Tampa Bay farmers, horse trainers struggling through wet weather

A truck pours gravel on a driveway after heavy rains in July at Marousa Placiotis’ Noah’s Ark on Wheels petting zoo. 
A truck pours gravel on a driveway after heavy rains in July at Marousa Placiotis’ Noah’s Ark on Wheels petting zoo. 
Published Aug. 15, 2015

ODESSA — Katelyn Whipple fell asleep to the sound of rain on Aug. 1.

She woke up in the morning and looked out her front door in shock: Most of her 10-acre ranch was flooded.

"Nothing like this had happened before," Whipple said. "You feel like you can't do anything."

Since then, Whipple's property has been hit hard by the heavy rains that have pounded the Tampa Bay area since late July.
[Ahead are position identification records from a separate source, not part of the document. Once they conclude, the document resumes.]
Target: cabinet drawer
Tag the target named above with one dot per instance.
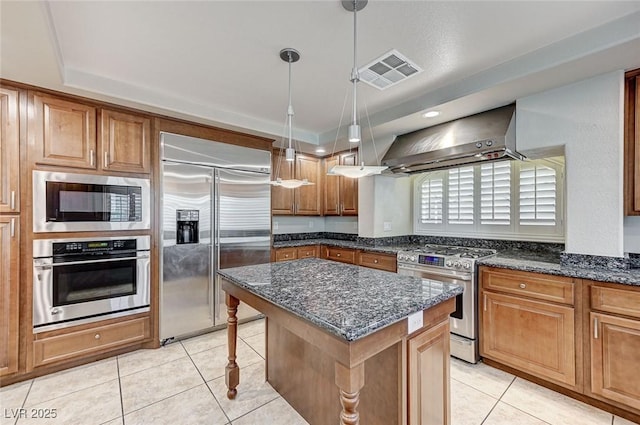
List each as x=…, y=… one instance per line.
x=616, y=300
x=90, y=341
x=533, y=285
x=284, y=254
x=377, y=260
x=310, y=251
x=344, y=255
Whipple is among many Tampa Bay horse trainers and farmers persevering through this year's wet summer — though it hasn't been easy.

Along with her husband, Whipple leases the ranch called Hillside Hunter Jumpers with 25 horses, some goats and a few cats and dogs. The couple have been training and boarding horses for 10 years.

Their training fields are submerged in water, which isn't draining fast enough, and the first story of her house — where she keeps her feed for the horses — is also flooded.

The couple has had to move all of its animals to dry land, an ordeal that has been as costly as it has been stressful.

Other homes and businesses in Whipple's tight-knit farm community were affected, too.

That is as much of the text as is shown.